Almost all cases of PEM with anti-Hu antibodies are related to small-cell lung carcinoma. These antibodies react with a group of 35- to 40-kilodalton neuronal RNA-binding proteins, including HuD[4] , PLE21/HuC, and Hel-N1. Nuclear and cytoplasmic staining of CNS neurons demonstrates the presence of these antibodies. A ubiquitous protein, HuR, is also an antigenic target. The neuronal proteins are homologous to the embryonic lethal abnormal visual (ELAV) protein in Drosophila species. Anti-Hu antibodies may alter the production of these proteins, which are essential for the development, maturation, and maintenance of the vertebrate nervous system. Intrathecal synthesis of anti-Hu antibodies may represent an autoimmune cross-reaction with neurologic tissue, triggered by a remote carcinoma. Recent work has focused on the detection of neuron-specific ELAV mRNA in peripheral blood of SCLC patients using real-time quantitative polymerase chain reaction (PCR).[5]

In a recent report, a subset of patients with limbic encephalitis associated with a systemic neoplasm previously attributed to antibodies against voltage gated potassium channel antibodies actually recognize LGI1 protein complex epitopes and do not represent a channelopathy. The authors propose the term limbic encephalitis associated with LGI1 antibodies.[6]

Other PEM antibodies include anti-CV2, anti-Yo, anti-Ma1, anti-Ta or anti-Ma2, anti-LGI1, and several other atypical antibodies. The targets of such antibodies may be quite varied, including neuropil and intraneuronal sites.

Nonneuronal autoantibodies, such as antinuclear antibodies and anticytoplasmic antibodies, are frequently detected in cases with anti-Hu antibodies or anti-Yo antibodies. The presence of such nonneuronal autoantibodies, however, does not correlate with particular clinical characteristics.[7]

Voltage-gated potassium channel antibodies may be associated with nonparaneoplastic limbic encephalitis.

Recent reports have noted detection of the prion-related 14-3-3 protein[8] and of herpes simplex virus[9] by PCR in the cerebrospinal fluid (CSF) of patients with PEM. The significance of these findings is unclear.

Epidemiology

Frequency

The incidence of PEM is unknown.
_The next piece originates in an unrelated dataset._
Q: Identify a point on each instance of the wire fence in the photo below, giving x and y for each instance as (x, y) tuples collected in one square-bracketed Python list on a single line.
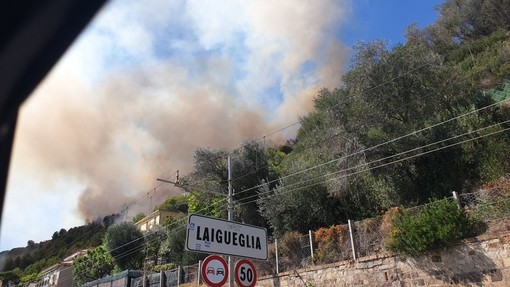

PEM affects approximately 0.4% of patients with bronchial carcinoma. Increased recognition of clinical manifestations may provide estimates of incidence in the future.

Mortality/Morbidity

PEM has a variable and unpredictable course.

Progressive evolution of neurologic dysfunction may lead to coma and death in a few patients.

Most patients experience severe neurologic impairment with susceptibility to related medical complications.

Race-, sex-, and age-related demographics

No racial predilection has been reported.

Anti-Hu–associated PEM has a slight female predominance.[10]

PEM occurs most frequently in middle-aged or older adults with small-cell lung carcinoma. It may occur in younger individuals with other types of cancer.

 

Presentation

History

The neurologic manifestations of PEM precede the diagnosis of cancer in 80% of cases. Typically, a subacute onset of neurologic symptoms is followed by progression over weeks to months, finally reaching a plateau of neurologic impairment. The clinical presentation reflects the distribution of this multifocal inflammatory condition. Specific clinical syndromes have been described, although considerable overlap exists.

  • Paraneoplastic limbic encephalitis presents with memory loss, personality changes, anxiety or depression, neuropsychiatric disturbances, partial or generalized seizures including status epilepticus, olfactory and gustatory hallucinations, sleep disturbances, and abnormalities in other homeostatic functions.[11]

  • Focal encephalitis may affect nonlimbic cortical regions, presenting with seizures or epilepsia partialis continua and focal neurologic disturbances such as aphasia, weakness, or numbness.

  • Brainstem encephalitis is present in one third of patients, presenting with oscillopsia, diplopia, facial numbness, dysarthria, hearing loss, and dysphagia.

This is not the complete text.